I don't really want the baby either. I mean, I'm okay with dealing with throughout episode 5, but I really don't want Clem to have to care for that helpless thing all throughout Season 3. That being said, it can't die. It just can't. From a narrative standpoint, killing off that baby would be more unacceptable than killing Clem off. That thing needs to survive and it needs to get to a safe place where it can be cared for by good people. That's my goal. Get it safe, get it cared for, get it the hell away from me.
So you say that it's disturbing but people turning up into undead monsters who slice humans in half, snatch their guts out of their bellies manually and way more psychopathic acts not disturbing? >_>
Instead of the baby I want to add a bit of my thoughts on Rebecca. It is my impression that they really misused the character and her baby in the plot. Basically my point is that Rebecca is too neutral the whole time for us to feel any kind of meaningful connection with the baby. She wasn't evil enough for you to hate her and she wasn't nice enough for you to love her either. In the end the baby is just a baby, they could pick up a random baby along the road and we probably wouldn't care more or less compared to Rebecca's baby.
And I don't think this scenario is similar to the Clementine Lee relationship in Season 1. A baby is very different from a child. Both are very vulnerable but only a child has his or her own personality. You may care a baby out of obligation but you can grew to love and appreciate a child's personality. IRL babies are just cute and you end up loving them anyway, but in fiction personality is much more important. I can't love a fictional baby just because it is a baby, but I definitely can love a fictional child if he or she is agreeable enough.
And that comes back to my original point, if I am to care about this baby, I have to care about its parent in the first case. And in this situation I don't. A baby plot would work out miraculously well however, if it is Christa's baby. Just imagine following scenario: after loosing Omid in the beginning, Christa and Clementine went through a lot of hardship and eventually Christa gave birth to a baby, I can bet everyone will love the hell out of this baby and don't mind even if it ever becomes a burden.
That being said I still think the current baby plot can work out fine, if it ties with Christa's baby in episode 5, like Clementine grows attached to it because it reminds her of the baby they lost during time skip. But that remains to be seen.

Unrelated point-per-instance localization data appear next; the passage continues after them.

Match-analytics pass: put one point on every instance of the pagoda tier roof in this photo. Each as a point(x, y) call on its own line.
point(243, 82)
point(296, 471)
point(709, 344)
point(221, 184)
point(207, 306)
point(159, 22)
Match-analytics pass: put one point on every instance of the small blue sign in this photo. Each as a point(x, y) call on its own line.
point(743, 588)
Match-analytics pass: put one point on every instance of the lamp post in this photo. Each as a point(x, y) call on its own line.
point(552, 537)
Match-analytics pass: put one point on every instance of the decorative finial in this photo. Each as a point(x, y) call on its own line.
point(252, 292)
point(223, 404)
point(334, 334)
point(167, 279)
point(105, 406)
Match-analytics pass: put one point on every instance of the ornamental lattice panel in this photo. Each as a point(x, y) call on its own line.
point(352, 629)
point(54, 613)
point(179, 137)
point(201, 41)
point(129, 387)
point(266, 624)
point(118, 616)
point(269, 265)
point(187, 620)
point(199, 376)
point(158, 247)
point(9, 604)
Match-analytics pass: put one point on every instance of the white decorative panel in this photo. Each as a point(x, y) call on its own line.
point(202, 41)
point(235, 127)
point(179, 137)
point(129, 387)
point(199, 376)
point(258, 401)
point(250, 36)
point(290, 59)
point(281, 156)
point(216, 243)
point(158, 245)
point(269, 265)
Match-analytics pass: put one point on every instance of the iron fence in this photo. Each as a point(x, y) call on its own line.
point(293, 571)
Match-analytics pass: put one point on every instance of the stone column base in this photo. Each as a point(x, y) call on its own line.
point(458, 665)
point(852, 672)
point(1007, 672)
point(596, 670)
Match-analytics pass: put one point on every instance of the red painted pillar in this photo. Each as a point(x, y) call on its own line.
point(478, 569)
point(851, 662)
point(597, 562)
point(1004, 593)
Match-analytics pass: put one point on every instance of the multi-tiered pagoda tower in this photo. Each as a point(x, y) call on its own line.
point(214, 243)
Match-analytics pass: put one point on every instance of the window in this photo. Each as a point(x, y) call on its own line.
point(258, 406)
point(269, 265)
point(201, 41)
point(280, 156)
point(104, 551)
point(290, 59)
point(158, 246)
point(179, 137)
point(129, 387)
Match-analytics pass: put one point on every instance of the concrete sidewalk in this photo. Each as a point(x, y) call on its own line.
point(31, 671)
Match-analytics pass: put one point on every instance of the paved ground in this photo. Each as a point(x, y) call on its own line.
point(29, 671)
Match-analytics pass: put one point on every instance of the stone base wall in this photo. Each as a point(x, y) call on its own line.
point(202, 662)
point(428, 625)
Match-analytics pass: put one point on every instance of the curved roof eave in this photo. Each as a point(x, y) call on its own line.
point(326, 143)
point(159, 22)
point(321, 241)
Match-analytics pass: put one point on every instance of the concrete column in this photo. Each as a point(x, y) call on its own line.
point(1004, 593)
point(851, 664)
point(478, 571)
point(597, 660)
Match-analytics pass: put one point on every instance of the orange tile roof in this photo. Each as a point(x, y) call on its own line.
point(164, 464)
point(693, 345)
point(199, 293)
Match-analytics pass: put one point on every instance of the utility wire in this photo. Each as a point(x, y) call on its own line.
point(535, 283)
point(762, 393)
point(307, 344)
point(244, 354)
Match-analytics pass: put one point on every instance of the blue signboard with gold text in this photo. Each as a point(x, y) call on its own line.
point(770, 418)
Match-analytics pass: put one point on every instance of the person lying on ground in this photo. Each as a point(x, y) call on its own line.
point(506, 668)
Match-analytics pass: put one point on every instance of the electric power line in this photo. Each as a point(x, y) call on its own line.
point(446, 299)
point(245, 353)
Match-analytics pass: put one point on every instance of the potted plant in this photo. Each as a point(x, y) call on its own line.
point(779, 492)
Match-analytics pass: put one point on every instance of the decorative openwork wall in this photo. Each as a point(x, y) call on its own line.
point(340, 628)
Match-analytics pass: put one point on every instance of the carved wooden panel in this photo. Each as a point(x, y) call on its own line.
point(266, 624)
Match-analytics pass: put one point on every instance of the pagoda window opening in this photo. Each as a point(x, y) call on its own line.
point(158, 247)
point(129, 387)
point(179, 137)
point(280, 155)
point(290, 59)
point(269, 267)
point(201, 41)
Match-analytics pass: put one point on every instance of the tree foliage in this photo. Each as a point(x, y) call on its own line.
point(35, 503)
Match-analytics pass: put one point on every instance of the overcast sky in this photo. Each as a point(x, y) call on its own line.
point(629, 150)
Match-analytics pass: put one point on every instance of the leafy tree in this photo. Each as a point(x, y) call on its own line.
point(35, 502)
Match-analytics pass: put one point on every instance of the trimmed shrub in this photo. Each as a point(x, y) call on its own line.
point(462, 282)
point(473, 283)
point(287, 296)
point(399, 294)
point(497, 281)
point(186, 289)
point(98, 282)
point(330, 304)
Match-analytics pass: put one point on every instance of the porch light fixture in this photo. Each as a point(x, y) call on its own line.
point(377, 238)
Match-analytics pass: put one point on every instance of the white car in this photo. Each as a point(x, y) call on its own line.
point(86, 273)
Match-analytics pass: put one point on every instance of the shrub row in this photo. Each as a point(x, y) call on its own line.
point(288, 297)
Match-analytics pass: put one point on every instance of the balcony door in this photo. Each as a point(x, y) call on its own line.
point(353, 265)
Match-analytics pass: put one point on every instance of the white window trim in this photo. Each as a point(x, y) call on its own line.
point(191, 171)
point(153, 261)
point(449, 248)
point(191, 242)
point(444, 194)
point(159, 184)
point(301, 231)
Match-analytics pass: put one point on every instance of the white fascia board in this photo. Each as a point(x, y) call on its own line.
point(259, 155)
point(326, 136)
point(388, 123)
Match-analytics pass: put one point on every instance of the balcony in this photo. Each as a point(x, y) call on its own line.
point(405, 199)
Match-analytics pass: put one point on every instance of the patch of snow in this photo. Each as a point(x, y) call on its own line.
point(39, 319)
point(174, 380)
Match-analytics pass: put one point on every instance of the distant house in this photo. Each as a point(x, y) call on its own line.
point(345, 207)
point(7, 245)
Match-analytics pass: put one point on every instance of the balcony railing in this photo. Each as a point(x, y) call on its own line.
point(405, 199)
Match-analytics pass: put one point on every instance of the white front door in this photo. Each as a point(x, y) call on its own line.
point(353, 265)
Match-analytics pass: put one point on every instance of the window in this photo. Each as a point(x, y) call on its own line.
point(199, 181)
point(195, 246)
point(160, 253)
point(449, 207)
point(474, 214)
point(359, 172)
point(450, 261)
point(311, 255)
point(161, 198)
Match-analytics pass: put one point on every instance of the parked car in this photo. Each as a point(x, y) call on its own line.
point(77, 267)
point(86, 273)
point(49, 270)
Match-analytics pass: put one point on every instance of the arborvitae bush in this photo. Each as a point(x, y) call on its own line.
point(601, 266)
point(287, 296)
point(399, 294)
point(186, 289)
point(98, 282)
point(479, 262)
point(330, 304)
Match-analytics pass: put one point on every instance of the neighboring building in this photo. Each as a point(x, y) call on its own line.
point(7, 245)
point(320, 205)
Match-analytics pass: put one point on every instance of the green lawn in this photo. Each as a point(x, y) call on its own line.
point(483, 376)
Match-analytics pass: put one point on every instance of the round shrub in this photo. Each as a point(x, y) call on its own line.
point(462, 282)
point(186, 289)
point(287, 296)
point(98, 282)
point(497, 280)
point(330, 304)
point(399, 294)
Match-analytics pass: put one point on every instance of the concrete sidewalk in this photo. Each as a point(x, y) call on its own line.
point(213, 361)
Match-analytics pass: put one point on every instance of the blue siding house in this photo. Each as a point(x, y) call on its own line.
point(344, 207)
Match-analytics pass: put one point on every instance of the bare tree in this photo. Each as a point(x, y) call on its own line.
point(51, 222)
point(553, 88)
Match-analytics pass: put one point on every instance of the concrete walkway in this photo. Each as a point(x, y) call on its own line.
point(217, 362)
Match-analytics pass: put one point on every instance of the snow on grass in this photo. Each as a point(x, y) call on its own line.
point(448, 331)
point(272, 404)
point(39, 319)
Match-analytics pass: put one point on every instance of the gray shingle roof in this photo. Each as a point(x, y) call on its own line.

How can you hate Judith? She is the quietest baby in the world. There is nothing to hate unless you just hate the very fact of her existence.
Well, obviously not because Rick is going to be very happy his daughter is alive.
There are other adults in the group. I dont see why she has to anyway. She can just be an aunt to him.
But they did it. Nothing in this world has been easy but if they are strong and persistent, they make it. Its hard but its not impossible. I really hate the idea of killing a newborn because its easier.
We don't know what'll happen to Clementine and the others. What if Clementine has to run away with the baby to keep it safe? What if everyone dies, and Clementine's the only one there to take care of the baby? The game seems to be hinting that a lot of responsibility will be forced on to Clem.
Well, duh? Ha jk.
I don't want it either, taking care of it would be way too big of a burden. It will start crying and attracting walkers, you need formula for it, you have to always watch it since it can't even do anything.
While I wouldn't leave it behind, it puts a burden and risk on the rest of the group.
Well, she would have to find another group. I cant see her raising a baby on her own until it's 18.
Feed the baby with a raccoon!
I would keep the baby even though it will probably attract zombies and get someone killed or die because it's hungry and cold because it's a baby and i like babies.